When we proved the gradient of a function $f:\mathbb{R}^n\rightarrow \mathbb{R}$ is orthogonal to the level sets of the function $f(\vec{x}) = c$ for some constant $c$, my professor was quite explicit in stating that the implicit function theorem (IFT) is needed for the proof without giving a clear reason why. In every other proof I've seen of the theorem however, the implicit function theorem was not used nor even mentioned. This has got me to thinking why exactly the IFT was invoked in our proof or whether it's needed at all.
All of the proofs start by taking any differentiable curve, parametrized in $t$, residing in the level set and passing through the point of interest $\vec{a}$. The chain rule guarantees that the tangent to the curve is orthogonal to the gradient at $\vec{a}$. Since this happens for any curve, we can say that the gradient is orthogonal to the surface. I'm thinking that the IFT is needed to prove that such a curve actually exists, but I'm not sure on how exactly it does that.
If anyone can shed some light on the subject that would be great. Thanks.
Best Answer
If $\nabla f({\bf x}_0) \not= {\bf 0}$, then the Jacobian of $f$ (i.e. $\nabla f$) has maximal rank at ${\bf x}_0$. This means the implicit function theorem can be applied so that $\{ {\bf x} \in \mathbb{R}^{n} \,|\, f({\bf x})={\bf c} \}$ is a submanifold of $\mathbb{R}^n$. This means that about each point in the level set there is a diffeomorphism between a neighborhood of that point and an open set in $\mathbb{R}^{n-1}$.
At this point, we know the level set has a well defined tangent space. There are $n-1$ curves whose tangent vectors are linearly independent. Then we can apply the standard argument to each of these curves. Using the chain rule, we have $f({\bf r}(t))={\bf c}$ $\Rightarrow$ $\nabla f({\bf r}(t)) {\bf \cdot} {\bf r}'(t) = 0$. So the gradient is orthogonal to each tangent and thus is orthogonal to the level set.
So you are correct. The implicit function theorem is being used to guarantee that the curves we need actually exist.
Edit: A few more details.
Take a point on the level surface, say ${\bf x}_0 = (x_1,\dots,x_{n-1},y_0)=({\bf z}_0,y_0)$. Suppose that $\nabla f({\bf x}_0) \not=0$. For convenience, suppose that the last component of the gradient is non-zero.

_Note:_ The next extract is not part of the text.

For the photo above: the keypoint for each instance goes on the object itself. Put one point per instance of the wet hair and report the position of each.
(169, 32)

Then there exists a region $D$ in $\mathbb{R}^{n-1}$ of points "close to" ${\bf z}_0$ such that $g(t_1,\dots,t_{n-1})$ is a function from $D$ to $\mathbb{R}$ and $f(t_1,\dots,t_{n-1},g(t_1,\dots,t_{n-1}))={\bf c}$ for all $(t_1,\dots,t_{n-1})$ in $D$ [This is the implicit function theorem in action. It allowed us to "solve" for the last variable in terms of the others.] Now we can define ${\bf r}_i(t)=(x_1,\dots,x_{i-1},t,x_{i+1},\dots,x_{n-1},g(x_1,\dots,x_{i-1},t,x_{i+1},\dots,x_{n-1}))$. We have ${\bf r}_i(x_i)={\bf x}_0$ and $f({\bf r}_i(t))={\bf c}$. This gives us $n-1$ curves on our level set.